The improvement over 80000 iterations from 2m15.011s to 1m59.650s is not exactly earth shattering, and I suppose that this circa 10% efficiency gain associated with reading larger chunks rather than individual bytes would only be achieved for the fraction of time spent reading, and thus if implemented in cake-autorate would presumably give less than a 10% gain in terms of overall CPU usage? Albeit I am only guessing here, and I am not sure if things would scale this way in the real-world context and with multiple writers and readers. So the real-world difference could in practice be more or less.

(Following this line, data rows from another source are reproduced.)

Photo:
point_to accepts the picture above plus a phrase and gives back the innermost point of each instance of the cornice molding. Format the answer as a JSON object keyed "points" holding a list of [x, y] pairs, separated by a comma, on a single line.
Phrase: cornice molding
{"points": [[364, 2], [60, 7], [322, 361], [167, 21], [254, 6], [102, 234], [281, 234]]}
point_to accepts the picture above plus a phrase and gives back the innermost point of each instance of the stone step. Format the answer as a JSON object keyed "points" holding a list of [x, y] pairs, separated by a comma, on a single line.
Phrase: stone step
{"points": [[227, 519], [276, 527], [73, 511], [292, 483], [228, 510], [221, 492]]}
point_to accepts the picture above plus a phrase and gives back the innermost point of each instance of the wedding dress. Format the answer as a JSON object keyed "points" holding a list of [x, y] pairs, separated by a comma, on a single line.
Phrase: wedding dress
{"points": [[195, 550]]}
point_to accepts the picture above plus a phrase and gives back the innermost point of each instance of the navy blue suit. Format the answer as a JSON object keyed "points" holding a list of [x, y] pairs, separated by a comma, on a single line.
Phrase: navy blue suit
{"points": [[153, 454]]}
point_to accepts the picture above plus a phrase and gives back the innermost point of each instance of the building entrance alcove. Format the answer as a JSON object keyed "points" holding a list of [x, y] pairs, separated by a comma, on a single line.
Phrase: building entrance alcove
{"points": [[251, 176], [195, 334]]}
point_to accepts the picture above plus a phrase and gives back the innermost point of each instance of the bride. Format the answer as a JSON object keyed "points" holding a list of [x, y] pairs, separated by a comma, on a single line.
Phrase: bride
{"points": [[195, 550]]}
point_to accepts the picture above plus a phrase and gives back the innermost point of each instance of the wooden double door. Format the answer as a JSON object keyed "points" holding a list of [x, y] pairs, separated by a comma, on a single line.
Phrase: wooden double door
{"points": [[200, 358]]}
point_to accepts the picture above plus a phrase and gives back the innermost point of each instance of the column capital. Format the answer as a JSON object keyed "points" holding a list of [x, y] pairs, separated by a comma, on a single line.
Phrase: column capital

The significance of the change seems like it may be device specific. Here is the same from my desktop:

:~$ time for ((i=80000; i--;)); do printf "%s\n" "DATA; 2023-05-25-08:15:30; 1684998930.549480; 1684998930.547750; 10; 8; 0; 0; 1684998930.529694; 94.140.15.15; 9; 25002; 25000; 1397; -2; 10600; 11407; 17000; 8862; 5593; 30600; 0; 0; dl_idle; ul_idle; 20000; 20000"  >&"${fd}"; read -u "${fd}" -a a; done

real    0m4.453s
user    0m2.462s
sys     0m1.991s

:~$ time for ((i=80000; i--;)); do printf "%-250s" "DATA; 2023-05-25-08:15:30; 1684998930.549480; 1684998930.547750; 10; 8; 0; 0; 1684998930.529694; 94.140.15.15; 9; 25002; 25000; 1397; -2; 10600;
 11407; 17000; 8862; 5593; 30600; 0; 0; dl_idle; ul_idle; 20000; 20000"  >&"${fd}"; read -N 250 -u "${fd}" a; a=(${a}); done

real    0m2.223s
user    0m2.093s
sys     0m0.131s

That's a 2x speedup.

Even if the change is small, I suppose every little helps for the cases in which the CPU is saturated.

I'm waiting for @richb-hanover-priv to do some testing on his his old Archer C7. I am pretty sure that will require a reduced pinger frequency compared to the defaults. @richb-hanover-priv perhaps you could try defaults, and then:

no_pingers=3 # number of pingers to maintain 

Hmmm when do you think tsping would be available through the opkg.
it looks extremely promising however even with the explanation on how to compile it... it may be too complicated for me to the point where I'm starting to feel like I might have a learning disability :confused:

Is there an easier way to install tsping for one who doesn't have a linux VM configured to compile the files needed. I'm not entirely sure how to add a repository to openwrt or how to use the openwrt sdk.

Hopefully soon - @Lochnair?

Which device do you have again? I think it's more or less just a case of copying and pasting the commands that @Lochnair wrote on his readme into SSH client.